I kinda feel the same way. Maybe not a poor module, but certainly doesn't have the "oomph" that Village of Hommlet does to me. I find Bs 1, 3, 4, 5, 6, and 7 more interesting.
 

Celebrim said:
I personally think its a pretty poor module, that encourages extremely tedious largely undifferiented mass encounters with limited largely featureles terrain.
. . .
Of course, the funny thing about that perspective is that the players always seem to enjoy the heck out of it.

Perhaps the complexities you prefer are different from what your players truly like. I think most of the time, players either make up their own complexities behind simple plots, or ignore the intricacies of complex DM backstories (think of the South Park episode where it's revealed that Towelly is actually a robot from space and part of a conspiracy involving the military . . . when all the kids keep saying, "Yeah yeah yeah whatever, how do we get back our GameSphere.")
 


JohnBiles

First Post
This module is my origin story as a gamer. When I was 12, I got the Basic Set (Moldvay, I think) by selling greeting cards; if you sold enough boxes, you got a prize. I got the basic and later the Expert set that way.

A friend of mine tried to DM but wasn't doing well, so he passed me the job halfway through our first session in Keep on the Borderlands (we were wandering around mindlessly, trying to get to the Caves, having been too young and foolish to FOLLOW THE ROAD. People ambush you on roads, right?)

It was more fun than we'd ever imagined possible, though this was 26 years ago, so I only barely remember it now.

Over the years, I've accumulated four paper copies of the adventure (I'm not sure where any but the original came from!), colored in one of them when I went through an 'artistic' phase, and also gotten Return to Keep on the Borderlands. I've run the whole thing about 8 times, I think, including Return twice.
 

Serendipity

Explorer
Fancy a bit of thread necromancy, neh?

I've played or run this thing so many times it all tends to run together. The last time was as DM sometime in the early 90s, which happens to be the only time anyone went to the Keep or actually finished the adventure. Though I recall trying to find all (what four?) wilderness encounters over and over again and generally getting our asses handed to us by either the lizard men or the old hermit.
There was a point when I took one of my higher level PCs through it in a pique of overconfidence and wound up staring down the Medusa.

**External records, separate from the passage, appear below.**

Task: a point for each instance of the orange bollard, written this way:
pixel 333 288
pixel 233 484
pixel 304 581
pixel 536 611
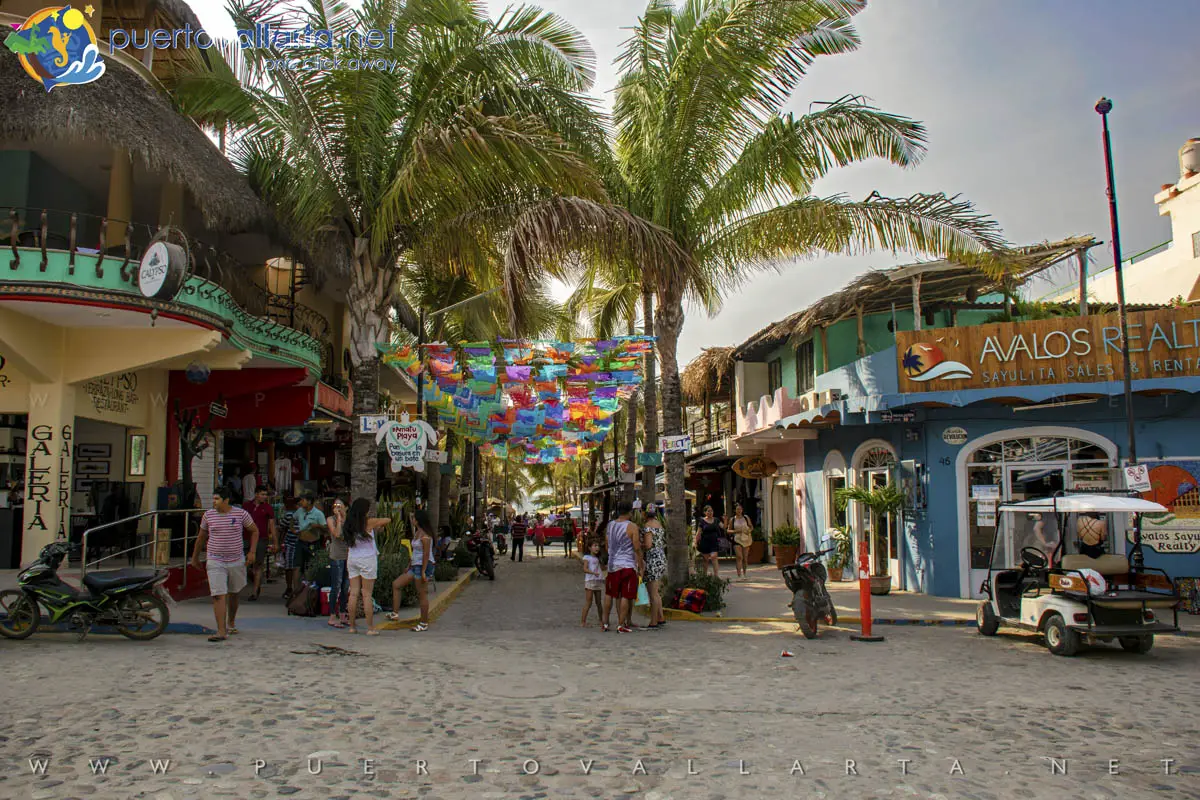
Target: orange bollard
pixel 864 599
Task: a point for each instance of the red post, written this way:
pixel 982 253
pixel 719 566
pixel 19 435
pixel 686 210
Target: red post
pixel 864 597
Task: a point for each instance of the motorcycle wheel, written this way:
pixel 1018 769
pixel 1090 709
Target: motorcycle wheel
pixel 19 614
pixel 148 613
pixel 804 615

That taught me......it was some time before anyone mounted an expedition to go find that character.
Good times.
 

I played it back in the day. How does one define "completing" this module? I remember we wiped out the kobolds and goblins, and took out the ogre, and the undead.
 

Negaman

First Post
My first adventure...back when I was 9 myself...I love it still, even though I've read and heard arguments about how much can be done to improve it...I think my most clear memory of it was that when my friends and I first tried it we had no idea that you were not supposed to read the ENTIRE room entry notes to the party. In hindsight its kind of embarrassing, and as the DM read the room notes we KNEW there was something wrong with telling the party about the traps to come and the tactics of the monsters, but for some reason (maybe because we also KNEW that this was the first time playing and we wanted to minimize surprises?--that seems way too charitable for me and my friends though...) we just kept on doing it. Even though we got through most of the dungeon, I lost about three elves myself. Not my best debut, to be sure...
 

Negaman

First Post
Incidentally, I just found a copy of the D&D Basic Set at Goodwill for about $3. The contents inside appear to be untouched! It even still has the dice and the crayon! Nowadays I'm playing D&D 3.5 (mostly as a GM for my 10 year old daughter and 13 year old son), and that is what my kids know, so I'm looking for a conversion kit for it to 3.5 (after this many years, SOMEBODY must have done one by now...). That is part of how I found this website in fact.
 

A

amerigoV

Guest
Wow - necro'd Twice! That is one undead you cannot keep down.

I actually ran a segment of it (the temple at the end) at a Con recently. I nudged it a bit to be more Temple of Tharizdun because if you compare the two modules, there is just a ton of similar description used.